The End of “Curb Your Enthusiasm” Marks the End of an Era

Larry David is the last of his kind—and in several ways.
2000-2011, 2017-2024

While later generations of Jews, from Ben Stiller to Judd Apatow to Seth Rogen, continue to make successful, and very funny, comedies that often touch on Jewishness, it’s notable that, as they get farther from the proverbial “old country,” Jewish oppression becomes less of a central feature in their work.

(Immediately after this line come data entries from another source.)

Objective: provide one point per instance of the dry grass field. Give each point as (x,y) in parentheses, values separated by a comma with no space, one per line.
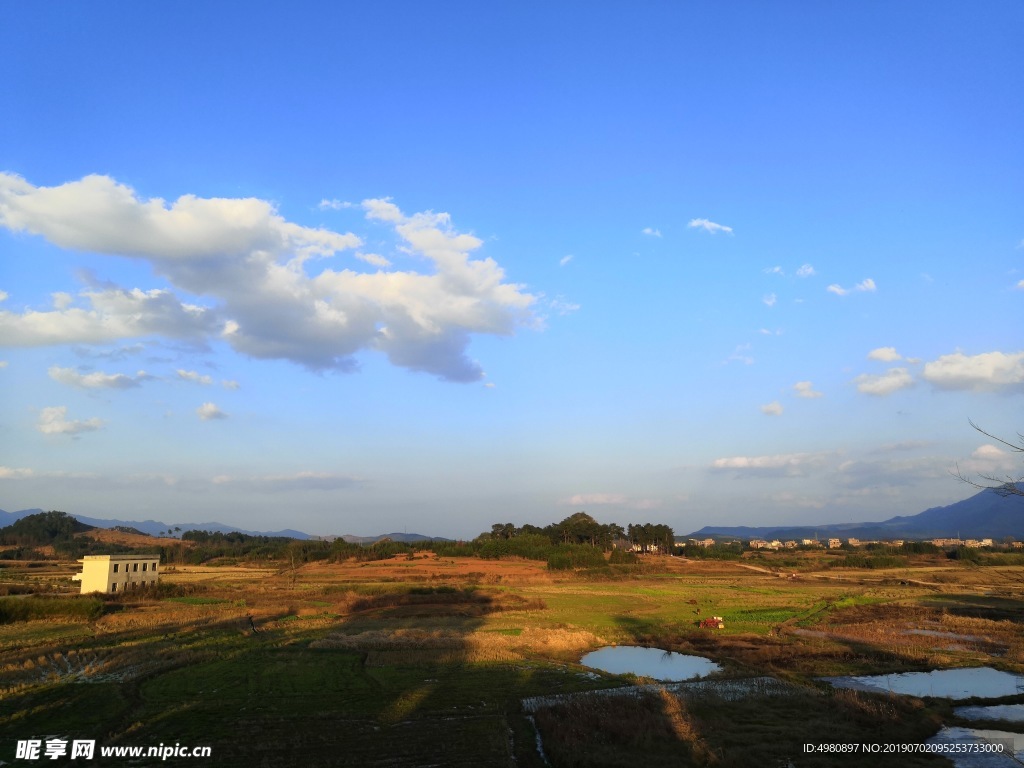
(425,660)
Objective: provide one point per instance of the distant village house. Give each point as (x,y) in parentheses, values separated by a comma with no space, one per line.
(112,573)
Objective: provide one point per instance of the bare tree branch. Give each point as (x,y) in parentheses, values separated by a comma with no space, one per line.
(1004,486)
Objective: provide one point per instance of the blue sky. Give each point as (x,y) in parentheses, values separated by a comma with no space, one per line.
(406,266)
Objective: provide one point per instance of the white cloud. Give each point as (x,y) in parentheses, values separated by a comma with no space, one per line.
(333,205)
(373,258)
(195,376)
(805,271)
(986,372)
(886,354)
(96,379)
(560,305)
(990,453)
(286,482)
(777,465)
(61,300)
(254,266)
(866,285)
(740,354)
(890,472)
(114,313)
(98,214)
(209,411)
(883,384)
(709,226)
(14,473)
(53,421)
(806,389)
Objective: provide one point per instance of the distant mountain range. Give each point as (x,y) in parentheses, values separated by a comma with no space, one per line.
(403,538)
(156,527)
(984,515)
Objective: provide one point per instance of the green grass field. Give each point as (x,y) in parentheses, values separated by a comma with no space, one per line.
(426,663)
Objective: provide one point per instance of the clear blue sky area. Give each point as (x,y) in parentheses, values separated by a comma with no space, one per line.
(360,268)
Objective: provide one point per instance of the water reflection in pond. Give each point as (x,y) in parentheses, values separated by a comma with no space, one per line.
(653,663)
(1013,713)
(983,682)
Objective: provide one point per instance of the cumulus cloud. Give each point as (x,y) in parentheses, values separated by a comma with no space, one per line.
(96,379)
(806,389)
(780,465)
(61,300)
(709,226)
(373,258)
(989,372)
(333,205)
(866,285)
(194,376)
(114,313)
(255,267)
(886,354)
(561,306)
(209,411)
(54,420)
(883,384)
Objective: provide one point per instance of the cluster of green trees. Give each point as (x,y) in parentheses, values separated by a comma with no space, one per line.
(581,528)
(23,538)
(577,542)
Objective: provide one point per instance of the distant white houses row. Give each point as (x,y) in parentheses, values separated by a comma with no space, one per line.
(111,573)
(838,543)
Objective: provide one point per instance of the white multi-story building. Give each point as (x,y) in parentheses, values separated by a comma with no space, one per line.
(118,572)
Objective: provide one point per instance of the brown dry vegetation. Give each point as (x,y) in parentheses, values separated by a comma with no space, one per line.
(429,651)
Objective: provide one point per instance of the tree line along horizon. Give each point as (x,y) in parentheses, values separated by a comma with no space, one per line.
(578,542)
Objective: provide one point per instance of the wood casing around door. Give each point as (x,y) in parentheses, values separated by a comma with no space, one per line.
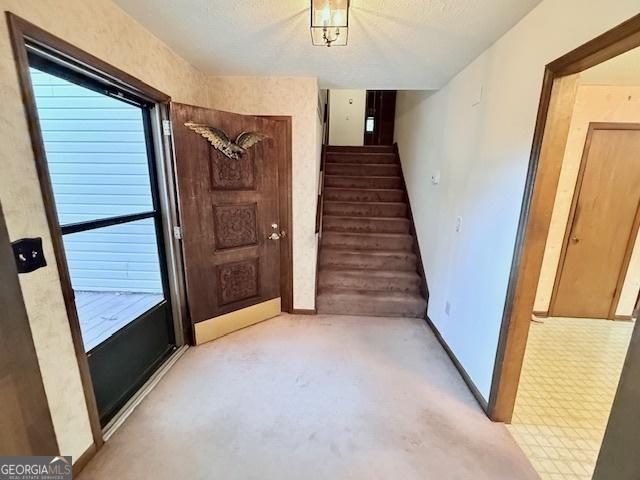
(602,226)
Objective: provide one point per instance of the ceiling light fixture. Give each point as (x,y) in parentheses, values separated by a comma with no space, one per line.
(329,22)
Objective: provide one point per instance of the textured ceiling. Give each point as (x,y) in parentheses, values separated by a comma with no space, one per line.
(394,44)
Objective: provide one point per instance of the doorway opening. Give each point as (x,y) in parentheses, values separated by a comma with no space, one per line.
(101,164)
(361,117)
(106,187)
(570,324)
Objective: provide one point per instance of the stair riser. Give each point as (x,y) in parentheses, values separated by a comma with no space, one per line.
(347,261)
(358,242)
(363,170)
(365,210)
(415,309)
(338,279)
(362,182)
(363,195)
(365,225)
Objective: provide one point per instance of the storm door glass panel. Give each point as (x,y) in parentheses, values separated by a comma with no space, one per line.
(96,151)
(98,160)
(115,274)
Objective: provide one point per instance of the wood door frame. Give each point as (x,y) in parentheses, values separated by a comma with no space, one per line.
(285,203)
(23,34)
(535,217)
(593,126)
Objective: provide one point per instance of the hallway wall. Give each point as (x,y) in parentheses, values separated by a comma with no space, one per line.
(346,117)
(104,30)
(477,131)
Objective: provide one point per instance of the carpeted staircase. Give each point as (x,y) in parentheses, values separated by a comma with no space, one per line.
(368,264)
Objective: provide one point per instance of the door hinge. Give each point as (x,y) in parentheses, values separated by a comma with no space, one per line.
(166,128)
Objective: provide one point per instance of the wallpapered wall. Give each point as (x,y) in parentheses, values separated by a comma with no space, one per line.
(104,30)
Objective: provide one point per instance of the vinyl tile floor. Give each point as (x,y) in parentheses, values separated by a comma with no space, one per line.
(569,378)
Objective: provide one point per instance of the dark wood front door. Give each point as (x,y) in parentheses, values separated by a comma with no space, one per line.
(603,224)
(26,427)
(229,216)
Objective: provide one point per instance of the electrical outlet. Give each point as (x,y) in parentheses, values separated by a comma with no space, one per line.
(458,223)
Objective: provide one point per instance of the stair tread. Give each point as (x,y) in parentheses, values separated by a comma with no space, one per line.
(361,165)
(353,202)
(368,234)
(352,217)
(357,189)
(370,273)
(373,253)
(372,177)
(340,152)
(371,294)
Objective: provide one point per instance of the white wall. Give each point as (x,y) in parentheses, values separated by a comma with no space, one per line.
(594,103)
(477,130)
(346,117)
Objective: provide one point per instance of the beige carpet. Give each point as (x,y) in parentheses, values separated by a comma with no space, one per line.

If the Brooklyn comedians told stories about Jewish alienation and the struggle to assimilate, their heirs have a very different set of stories to tell: about harebrained models and clueless actors (Stiller’s Zoolander and Tropic Thunder), professional ennui (Judd Apatow’s Funny People and This Is 40), and the apocalypse and North Korea (Rogen’s This Is the End and The Interview).

But David is not only the last of the “Jewish comedians”; he is also one of the last comedians whose work defies Hollywood’s increasingly awkward embrace of “wokeness.” Awkward not because endorsing racial and gender diversity is an unworthy goal, but because the entertainment industry seems to believe wokeness is primarily about avoiding offense.

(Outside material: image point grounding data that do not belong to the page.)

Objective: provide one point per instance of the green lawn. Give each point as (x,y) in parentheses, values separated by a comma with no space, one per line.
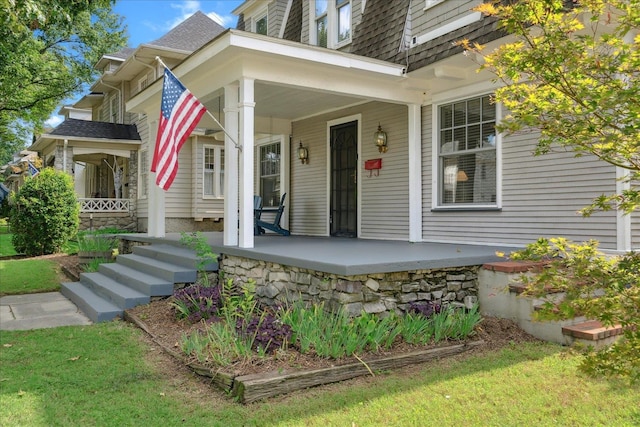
(6,247)
(105,375)
(25,276)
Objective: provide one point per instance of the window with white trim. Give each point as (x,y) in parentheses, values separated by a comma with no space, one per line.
(213,172)
(113,109)
(143,175)
(270,159)
(467,153)
(331,23)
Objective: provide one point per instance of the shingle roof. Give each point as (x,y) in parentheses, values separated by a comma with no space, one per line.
(191,34)
(123,53)
(293,28)
(481,32)
(379,33)
(91,129)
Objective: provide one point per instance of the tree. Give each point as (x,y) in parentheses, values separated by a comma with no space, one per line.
(48,50)
(44,213)
(573,73)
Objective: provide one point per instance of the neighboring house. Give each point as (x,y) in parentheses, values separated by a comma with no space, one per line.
(107,148)
(445,175)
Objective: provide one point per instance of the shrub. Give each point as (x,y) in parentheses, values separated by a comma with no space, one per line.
(197,302)
(44,213)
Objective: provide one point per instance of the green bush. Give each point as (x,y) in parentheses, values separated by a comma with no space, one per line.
(44,213)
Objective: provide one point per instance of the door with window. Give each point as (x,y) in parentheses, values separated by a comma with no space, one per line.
(344,179)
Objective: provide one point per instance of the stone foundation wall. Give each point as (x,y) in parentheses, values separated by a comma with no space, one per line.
(97,221)
(373,293)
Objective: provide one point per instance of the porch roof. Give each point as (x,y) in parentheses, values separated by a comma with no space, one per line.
(345,256)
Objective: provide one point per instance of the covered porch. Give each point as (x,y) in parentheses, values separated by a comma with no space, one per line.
(274,93)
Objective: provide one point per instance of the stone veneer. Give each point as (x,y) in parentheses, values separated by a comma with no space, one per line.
(373,293)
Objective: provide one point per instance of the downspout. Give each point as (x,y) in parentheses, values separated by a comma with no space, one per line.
(155,70)
(120,113)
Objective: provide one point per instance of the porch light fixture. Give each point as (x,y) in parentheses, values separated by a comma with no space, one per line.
(303,154)
(380,139)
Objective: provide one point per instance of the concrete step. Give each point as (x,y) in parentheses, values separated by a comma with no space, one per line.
(165,270)
(121,295)
(92,305)
(592,333)
(142,282)
(173,254)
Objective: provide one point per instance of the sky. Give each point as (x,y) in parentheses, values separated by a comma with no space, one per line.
(147,20)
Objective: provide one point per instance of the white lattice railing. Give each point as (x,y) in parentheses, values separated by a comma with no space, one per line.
(104,205)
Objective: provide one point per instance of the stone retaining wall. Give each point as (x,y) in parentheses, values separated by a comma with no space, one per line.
(373,293)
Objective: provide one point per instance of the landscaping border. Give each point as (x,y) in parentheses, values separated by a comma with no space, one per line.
(253,387)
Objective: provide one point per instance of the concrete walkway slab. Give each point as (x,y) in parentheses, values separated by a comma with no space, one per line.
(36,311)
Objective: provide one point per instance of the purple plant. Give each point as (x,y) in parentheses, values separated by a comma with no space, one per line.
(267,331)
(427,308)
(197,302)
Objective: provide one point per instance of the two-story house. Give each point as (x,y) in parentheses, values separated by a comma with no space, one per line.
(107,149)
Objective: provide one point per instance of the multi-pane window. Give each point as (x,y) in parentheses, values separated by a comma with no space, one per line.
(261,24)
(143,173)
(332,22)
(270,174)
(467,152)
(113,109)
(213,171)
(344,20)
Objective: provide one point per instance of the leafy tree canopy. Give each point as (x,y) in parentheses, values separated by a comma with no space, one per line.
(572,71)
(48,50)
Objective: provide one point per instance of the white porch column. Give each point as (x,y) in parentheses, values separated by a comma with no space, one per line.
(247,120)
(155,195)
(415,173)
(231,176)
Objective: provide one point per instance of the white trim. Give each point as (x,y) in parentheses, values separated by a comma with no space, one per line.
(447,28)
(623,222)
(435,156)
(415,172)
(335,122)
(218,193)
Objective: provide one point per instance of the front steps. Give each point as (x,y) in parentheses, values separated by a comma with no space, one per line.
(499,297)
(150,271)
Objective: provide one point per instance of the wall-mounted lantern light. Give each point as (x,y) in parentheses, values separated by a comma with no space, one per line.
(303,154)
(380,138)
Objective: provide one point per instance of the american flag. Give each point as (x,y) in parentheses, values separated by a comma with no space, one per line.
(179,114)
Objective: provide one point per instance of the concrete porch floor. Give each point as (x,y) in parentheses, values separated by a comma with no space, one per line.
(345,256)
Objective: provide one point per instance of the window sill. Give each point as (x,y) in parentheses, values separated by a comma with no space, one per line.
(466,209)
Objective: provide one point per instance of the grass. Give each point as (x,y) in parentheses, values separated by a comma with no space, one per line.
(102,375)
(6,247)
(26,276)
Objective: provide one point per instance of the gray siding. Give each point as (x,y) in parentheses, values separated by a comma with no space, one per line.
(423,21)
(384,198)
(540,197)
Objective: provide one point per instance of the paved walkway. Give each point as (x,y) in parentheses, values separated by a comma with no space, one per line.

Of course, David is not alone in his ability to offend. But his propensity to do so emerges from a profound humanism—an egalitarian humanism inherent in the best Jewish comedy. For David, every person, from the pauper to the king, is fallen and thus open to mockery. This includes Holocaust survivors, hurricane and natural-catastrophe victims, the working class, and, of course, Jews. David’s work is premised on the notion that all people can be—just as he is—weak-willed, striving, awkward, prone to vanity, and frightened. Life is awful, and so, David insists, why not have a good laugh about it?

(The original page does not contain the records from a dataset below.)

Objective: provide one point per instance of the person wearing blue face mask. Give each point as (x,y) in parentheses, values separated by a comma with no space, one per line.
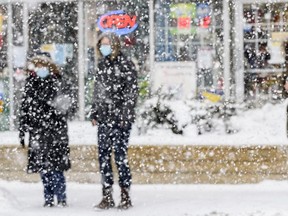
(48,149)
(113,111)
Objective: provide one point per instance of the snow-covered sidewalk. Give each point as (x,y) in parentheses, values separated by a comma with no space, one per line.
(265,126)
(268,198)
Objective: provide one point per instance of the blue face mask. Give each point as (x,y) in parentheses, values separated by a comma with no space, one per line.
(42,72)
(105,50)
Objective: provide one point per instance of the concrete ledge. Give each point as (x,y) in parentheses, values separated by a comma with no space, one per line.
(167,164)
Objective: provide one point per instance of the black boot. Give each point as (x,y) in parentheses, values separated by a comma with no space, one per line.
(125,199)
(107,200)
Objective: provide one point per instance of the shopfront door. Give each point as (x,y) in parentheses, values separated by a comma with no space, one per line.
(188,44)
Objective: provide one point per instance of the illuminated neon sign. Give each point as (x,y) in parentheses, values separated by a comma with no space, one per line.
(118,22)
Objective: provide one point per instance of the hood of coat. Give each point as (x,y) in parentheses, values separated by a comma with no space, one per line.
(45,60)
(114,42)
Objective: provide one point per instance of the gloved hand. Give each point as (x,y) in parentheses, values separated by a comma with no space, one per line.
(22,138)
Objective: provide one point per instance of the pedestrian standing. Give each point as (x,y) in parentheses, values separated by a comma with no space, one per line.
(113,111)
(43,114)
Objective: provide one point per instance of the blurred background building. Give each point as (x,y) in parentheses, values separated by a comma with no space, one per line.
(237,48)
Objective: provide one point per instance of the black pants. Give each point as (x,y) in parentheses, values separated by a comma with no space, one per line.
(114,137)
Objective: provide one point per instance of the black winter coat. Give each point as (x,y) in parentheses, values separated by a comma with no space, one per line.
(115,91)
(48,132)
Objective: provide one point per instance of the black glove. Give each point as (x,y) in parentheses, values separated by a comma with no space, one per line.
(22,138)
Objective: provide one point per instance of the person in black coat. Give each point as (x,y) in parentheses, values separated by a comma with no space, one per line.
(113,110)
(43,115)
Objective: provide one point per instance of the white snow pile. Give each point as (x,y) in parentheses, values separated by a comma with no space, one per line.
(7,201)
(267,198)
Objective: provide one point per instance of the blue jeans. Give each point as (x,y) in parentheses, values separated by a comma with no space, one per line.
(116,137)
(54,184)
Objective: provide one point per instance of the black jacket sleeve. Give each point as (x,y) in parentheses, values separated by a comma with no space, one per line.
(130,92)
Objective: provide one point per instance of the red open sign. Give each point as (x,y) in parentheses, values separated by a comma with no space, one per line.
(118,22)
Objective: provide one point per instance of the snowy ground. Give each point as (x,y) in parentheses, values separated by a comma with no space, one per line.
(264,199)
(265,126)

David’s fundamental humanism is perhaps why, despite slaughtering sacred cow after sacred cow, he’s never been a target of “cancellation.” It is also why, over a five-decade-long career, he’s been able to make quotidian selfishness and cruelty so funny. What connects all of David’s characters is their essential, and essentially human, corruption.

This remains true in the latest, and final, season of Curb Your Enthusiasm, which centers on David’s character —“Larry David”—becoming a liberal hero after inadvertently breaking a draconian election law. Though Larry does genuinely find the law cruel, he decides to fight for his innocence mostly because he likes being lauded; any convictions he might have are less important than his desire for praise. Put another way, Larry’s seemingly selfless act emerges from his character’s self-regarding narcissism. In the final analysis, this is the message of David’s very Brooklyn humor: We are all nothing if not human, with all the pettiness, cruelty, and comedy that entails.